I don't agree with her being able to grade you - you are the parent she is the child - if you do this you put her on the same level as you and she isn't. I would not do the stickers I would just have talks with her but remember you are the parent. Also unless you have a lot of money - $200.00 every time she is there is going to cost you guys a lot in the long run. You are setting you and her up for Great Expectations every time she comes to your home and you will not be able to keep up with the activities. She needs to learn that being with her Dad is enough and not be spoiled every time she comes over. And you know she does not appreciate them as she tells BM how miserable she is at DH's. Live your lives the way you always do and incorporate her into it not change your life style to try and impress her.

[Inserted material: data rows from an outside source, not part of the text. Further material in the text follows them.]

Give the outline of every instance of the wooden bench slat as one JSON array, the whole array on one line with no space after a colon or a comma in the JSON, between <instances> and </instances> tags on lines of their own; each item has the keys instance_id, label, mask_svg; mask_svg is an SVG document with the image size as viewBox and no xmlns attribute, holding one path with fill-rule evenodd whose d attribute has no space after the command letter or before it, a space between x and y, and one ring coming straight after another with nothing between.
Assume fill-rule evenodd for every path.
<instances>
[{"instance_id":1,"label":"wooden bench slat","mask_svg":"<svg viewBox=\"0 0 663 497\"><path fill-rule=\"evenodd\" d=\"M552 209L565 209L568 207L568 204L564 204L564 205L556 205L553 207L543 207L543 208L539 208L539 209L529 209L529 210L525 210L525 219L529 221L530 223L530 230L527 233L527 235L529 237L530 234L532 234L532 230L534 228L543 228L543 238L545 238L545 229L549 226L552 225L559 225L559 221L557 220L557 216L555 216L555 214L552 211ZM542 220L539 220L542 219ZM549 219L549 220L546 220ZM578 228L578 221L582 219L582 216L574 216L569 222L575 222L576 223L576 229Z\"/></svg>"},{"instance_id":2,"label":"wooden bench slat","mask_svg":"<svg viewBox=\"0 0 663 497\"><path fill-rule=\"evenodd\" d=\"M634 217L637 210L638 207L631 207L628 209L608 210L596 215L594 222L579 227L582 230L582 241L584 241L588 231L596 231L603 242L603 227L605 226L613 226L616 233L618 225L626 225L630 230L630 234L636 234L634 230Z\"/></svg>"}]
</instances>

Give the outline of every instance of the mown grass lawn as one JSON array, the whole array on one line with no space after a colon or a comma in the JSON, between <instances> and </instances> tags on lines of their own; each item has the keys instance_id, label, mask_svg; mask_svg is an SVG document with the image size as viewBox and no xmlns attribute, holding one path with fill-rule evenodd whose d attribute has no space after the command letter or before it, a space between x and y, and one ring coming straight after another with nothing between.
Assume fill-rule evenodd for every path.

Also why reward her for good behavior that should just be a given. This is why children of divorce get screwed up - she needs to act appropriately at your home just like she does at her mothers. If you expect good behavior and respect and your DH is on board then you should get it. Don't bribe her with "stars" just expect it. With SS when he moved in full time with us I sat him down with DH and we told him what we expected in our home and the rules and then we backed each other up.

Also you are not coming between your husband and his child - you are now a couple and she needs to learn to integrate into your family not the other way around. You and DH need to be a united front and he needs to correct her especially when she makes rude comments not give her $200.00 weekends - you both are creating this entitled monster!

I am not trying to be harsh but as you see your way has not been working it is now time to try something else -she needs discipline and structure when she is at your home - not outside entertainment.

AVR1962's picture

I suggest counseling for the little girl. Your situation sounds much the same of my own a few years back. Your frustration with the situation is normal, been there. However if this doesn't get handled and the little girl is not addressed by the parents she will more than likely continue her little hateful, direspectful escapades towards you......my stepsons did and it nearly drove me to the bring of my own sanity. I wish you the best!

Couldawouldashoulda's picture

Hmmm, I wonder how well that would have went over in the old days out on the farm? A step child being disrespectful like that? Sorry, I'm a believer in immediate discipline. But, that's just me.

Orange County Ca's picture

No stickerboard. It's a weinie idea.

Does your husband know you're on the verge of leaving? If he doesn't its time to tell him. If he already knows and doesn't support you then leave.

Take the kids for a weekend trip, go to Mom's or a girlfriends, or rent a motel at the beach - whatever - and tell Dad that when you get back you'll have a final talk with him and if he isn't going to support you then you're out.